"One may be humble out of pride"
About this Quote
Montaigne writes from a Renaissance world newly obsessed with the performance of virtue: courtly manners, religious piety, and social rank are all public-facing arts. In that environment, humility becomes a visible badge. To be seen lowering yourself can be a higher form of dominance, a claim to superior character that others are pressured to recognize. The subtext is unsettlingly modern: the "humble" pose can function as social currency, a way to control the room while pretending not to.

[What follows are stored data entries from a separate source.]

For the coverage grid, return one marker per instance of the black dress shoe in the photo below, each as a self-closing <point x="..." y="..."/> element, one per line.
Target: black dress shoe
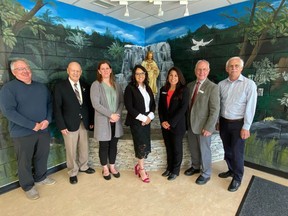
<point x="226" y="174"/>
<point x="88" y="171"/>
<point x="191" y="171"/>
<point x="73" y="180"/>
<point x="166" y="173"/>
<point x="171" y="177"/>
<point x="234" y="185"/>
<point x="202" y="180"/>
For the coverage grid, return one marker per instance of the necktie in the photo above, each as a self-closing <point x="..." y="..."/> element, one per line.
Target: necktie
<point x="77" y="93"/>
<point x="195" y="93"/>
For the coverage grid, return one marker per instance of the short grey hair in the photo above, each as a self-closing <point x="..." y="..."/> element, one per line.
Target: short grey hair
<point x="16" y="60"/>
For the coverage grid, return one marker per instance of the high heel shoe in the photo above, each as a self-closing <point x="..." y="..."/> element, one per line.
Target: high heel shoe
<point x="145" y="180"/>
<point x="136" y="169"/>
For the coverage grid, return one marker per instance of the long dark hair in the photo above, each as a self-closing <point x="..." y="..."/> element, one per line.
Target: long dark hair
<point x="133" y="79"/>
<point x="99" y="76"/>
<point x="179" y="86"/>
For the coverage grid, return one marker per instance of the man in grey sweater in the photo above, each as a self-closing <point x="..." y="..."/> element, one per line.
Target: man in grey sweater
<point x="28" y="107"/>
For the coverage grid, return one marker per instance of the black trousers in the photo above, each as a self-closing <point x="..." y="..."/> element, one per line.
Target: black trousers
<point x="174" y="149"/>
<point x="234" y="146"/>
<point x="32" y="154"/>
<point x="108" y="149"/>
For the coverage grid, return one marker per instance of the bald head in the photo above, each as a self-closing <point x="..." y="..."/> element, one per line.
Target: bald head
<point x="74" y="71"/>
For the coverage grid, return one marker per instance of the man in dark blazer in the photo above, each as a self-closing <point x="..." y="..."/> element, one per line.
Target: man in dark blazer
<point x="74" y="116"/>
<point x="202" y="118"/>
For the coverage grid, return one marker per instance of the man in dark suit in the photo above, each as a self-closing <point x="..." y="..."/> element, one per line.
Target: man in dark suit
<point x="202" y="118"/>
<point x="73" y="113"/>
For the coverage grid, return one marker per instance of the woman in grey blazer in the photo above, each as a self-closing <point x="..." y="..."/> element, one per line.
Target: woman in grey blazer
<point x="107" y="100"/>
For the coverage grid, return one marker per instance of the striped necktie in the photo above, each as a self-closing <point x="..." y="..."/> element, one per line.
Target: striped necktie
<point x="77" y="93"/>
<point x="195" y="93"/>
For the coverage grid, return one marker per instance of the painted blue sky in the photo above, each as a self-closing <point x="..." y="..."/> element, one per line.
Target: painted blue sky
<point x="89" y="21"/>
<point x="179" y="27"/>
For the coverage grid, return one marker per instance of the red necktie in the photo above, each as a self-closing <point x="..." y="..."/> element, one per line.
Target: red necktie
<point x="195" y="93"/>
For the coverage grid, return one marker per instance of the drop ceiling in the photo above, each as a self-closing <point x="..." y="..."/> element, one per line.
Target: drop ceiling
<point x="144" y="13"/>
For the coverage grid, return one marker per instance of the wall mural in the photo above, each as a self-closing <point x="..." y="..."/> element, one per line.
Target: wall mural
<point x="50" y="36"/>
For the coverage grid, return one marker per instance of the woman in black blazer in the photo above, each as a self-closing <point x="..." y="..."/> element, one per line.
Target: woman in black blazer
<point x="172" y="108"/>
<point x="140" y="104"/>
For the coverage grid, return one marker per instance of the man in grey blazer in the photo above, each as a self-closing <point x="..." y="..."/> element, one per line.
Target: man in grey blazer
<point x="202" y="117"/>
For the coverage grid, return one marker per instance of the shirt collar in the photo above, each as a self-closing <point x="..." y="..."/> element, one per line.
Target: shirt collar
<point x="240" y="78"/>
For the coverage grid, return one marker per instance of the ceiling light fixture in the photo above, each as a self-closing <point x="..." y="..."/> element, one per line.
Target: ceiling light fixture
<point x="160" y="12"/>
<point x="186" y="10"/>
<point x="126" y="11"/>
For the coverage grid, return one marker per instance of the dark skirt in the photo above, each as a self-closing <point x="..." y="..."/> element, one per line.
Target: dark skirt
<point x="141" y="140"/>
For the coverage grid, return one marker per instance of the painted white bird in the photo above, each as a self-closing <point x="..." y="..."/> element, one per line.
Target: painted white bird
<point x="197" y="44"/>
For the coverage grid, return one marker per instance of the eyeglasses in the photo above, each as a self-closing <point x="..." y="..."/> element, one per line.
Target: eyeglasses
<point x="140" y="74"/>
<point x="22" y="69"/>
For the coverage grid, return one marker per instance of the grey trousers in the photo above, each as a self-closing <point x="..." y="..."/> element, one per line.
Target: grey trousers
<point x="32" y="154"/>
<point x="200" y="149"/>
<point x="76" y="144"/>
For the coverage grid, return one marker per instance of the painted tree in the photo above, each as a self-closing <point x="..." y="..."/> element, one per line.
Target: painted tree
<point x="265" y="19"/>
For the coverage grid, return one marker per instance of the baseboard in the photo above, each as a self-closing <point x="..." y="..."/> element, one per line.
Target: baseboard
<point x="266" y="169"/>
<point x="15" y="185"/>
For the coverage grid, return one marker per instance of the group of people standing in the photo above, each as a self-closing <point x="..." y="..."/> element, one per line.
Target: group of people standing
<point x="197" y="108"/>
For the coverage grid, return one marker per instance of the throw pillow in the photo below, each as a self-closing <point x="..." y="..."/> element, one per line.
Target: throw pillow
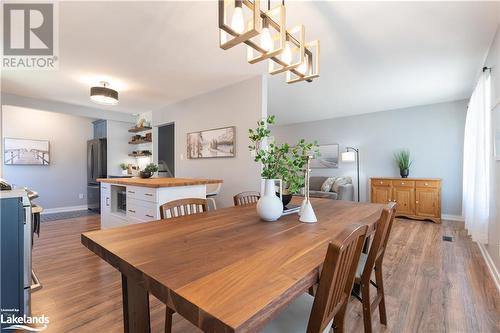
<point x="339" y="182"/>
<point x="327" y="184"/>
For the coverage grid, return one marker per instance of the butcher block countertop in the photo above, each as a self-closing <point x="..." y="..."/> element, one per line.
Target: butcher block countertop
<point x="159" y="182"/>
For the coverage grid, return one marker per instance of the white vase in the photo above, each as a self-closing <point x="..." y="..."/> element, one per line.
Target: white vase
<point x="269" y="206"/>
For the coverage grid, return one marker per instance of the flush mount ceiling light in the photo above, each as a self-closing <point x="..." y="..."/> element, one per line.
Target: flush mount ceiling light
<point x="104" y="95"/>
<point x="267" y="37"/>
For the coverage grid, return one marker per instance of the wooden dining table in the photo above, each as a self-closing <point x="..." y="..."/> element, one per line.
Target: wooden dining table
<point x="224" y="270"/>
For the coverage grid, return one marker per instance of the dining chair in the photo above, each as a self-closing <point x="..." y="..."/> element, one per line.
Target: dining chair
<point x="178" y="208"/>
<point x="327" y="308"/>
<point x="246" y="198"/>
<point x="183" y="207"/>
<point x="373" y="261"/>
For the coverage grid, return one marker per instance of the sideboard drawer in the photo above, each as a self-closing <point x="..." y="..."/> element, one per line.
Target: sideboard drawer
<point x="428" y="183"/>
<point x="381" y="182"/>
<point x="403" y="183"/>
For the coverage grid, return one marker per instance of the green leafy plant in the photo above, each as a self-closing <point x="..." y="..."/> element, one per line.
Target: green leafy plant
<point x="403" y="160"/>
<point x="280" y="161"/>
<point x="151" y="167"/>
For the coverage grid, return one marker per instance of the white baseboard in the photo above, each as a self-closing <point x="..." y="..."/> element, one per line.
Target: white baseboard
<point x="64" y="209"/>
<point x="456" y="218"/>
<point x="491" y="265"/>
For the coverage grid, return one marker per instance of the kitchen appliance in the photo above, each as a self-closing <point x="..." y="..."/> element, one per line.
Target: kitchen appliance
<point x="16" y="237"/>
<point x="96" y="168"/>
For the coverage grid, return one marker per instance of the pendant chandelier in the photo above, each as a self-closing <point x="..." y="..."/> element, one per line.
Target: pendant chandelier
<point x="267" y="38"/>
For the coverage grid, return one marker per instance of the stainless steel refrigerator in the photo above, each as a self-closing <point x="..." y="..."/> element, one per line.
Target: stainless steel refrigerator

The intent is not to sneer at humility itself, but to puncture moral certainty. Montaigne's broader project in the Essays is self-scrutiny without sanctimony, admitting how mixed our motives are even when our actions look virtuous. He doesn't let the reader hide behind good intentions, because intentions are often just another story the ego tells.
Taken seriously, the line is a warning against virtue as self-image. If humility can be driven by pride, then the real task isn't performing modesty; it's interrogating the desire to be admired for it.
Quote Details
| Topic | Humility |
|---|---|
| Source | Help us find the source |
| Cite |
Citation Formats
APA Style (7th ed.)
Montaigne, Michel de. (2026, January 18). One may be humble out of pride. FixQuotes. https://fixquotes.com/quotes/one-may-be-humble-out-of-pride-17416/
Chicago Style
Montaigne, Michel de. "One may be humble out of pride." FixQuotes. January 18, 2026. https://fixquotes.com/quotes/one-may-be-humble-out-of-pride-17416/.
MLA Style (9th ed.)
"One may be humble out of pride." FixQuotes, 18 Jan. 2026, https://fixquotes.com/quotes/one-may-be-humble-out-of-pride-17416/. Accessed 6 Feb. 2026.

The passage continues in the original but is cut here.